Consuming folate and folic acid while pregnant guards against certain birth defects like anencephaly and spina bifida, according to the CDC.
What the corn masa flour bill would seek to achieve
In 1998, the U.S. Food and Drug Administration mandated that folic acid be included in enriched grain products like cereals, breads, pasta and rice. As a result, the projected number of babies born with neural tube defects has dropped by 35%, according to the CDC. That is about 1,300 fewer babies every year.

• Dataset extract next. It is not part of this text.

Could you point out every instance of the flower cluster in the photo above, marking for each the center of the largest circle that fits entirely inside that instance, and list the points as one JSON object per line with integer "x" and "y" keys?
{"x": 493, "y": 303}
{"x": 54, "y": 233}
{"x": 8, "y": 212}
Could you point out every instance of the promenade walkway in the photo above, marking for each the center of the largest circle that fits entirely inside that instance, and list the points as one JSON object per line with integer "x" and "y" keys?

“Food is the best way that we can get folic acid into our communities before they’re pregnant,” Arambula told CalMatters. “Oftentimes the prenatal vitamins that we give to pregnant people are too late.”
Usually, major birth defects occur very early in pregnancy before four weeks gestation. A baby's brain and spine begin to form before most women know they are expecting.
Though the FDA has taken action on fortifying foods with folic acid, it left out corn masa flour from its 1998 mandate. After some pushback, it reviewed and approved the addition of folic acid in corn masa flour in 2016 after the CDC showed how neural tube defects in some Hispanic American populations were not declining in the same way they were in the general population.
According to the FDA, manufacturers may voluntarily add up to 0.7 milligrams of folic acid per pound of corn masa flour if they choose to do so.
This is a "real oversight,” Arambula said. Only 10 percent of corn masa flour products contain folic acid in the United States after the FDA's review.
“Fortification of corn masa flour products could increase folic acid intake by nearly 20 percent for Mexican-Americans," the CDC wrote in a 2009 study. This population that relies heavily on corn flour "has a 30-40 percent higher risk for a number of severe brain and spinal birth defects," the CDC states.
What is the timing of California's new proposal?
The bill is set to go to the Assembly floor in May, a spokesperson for Arambula’s office told SFGATE.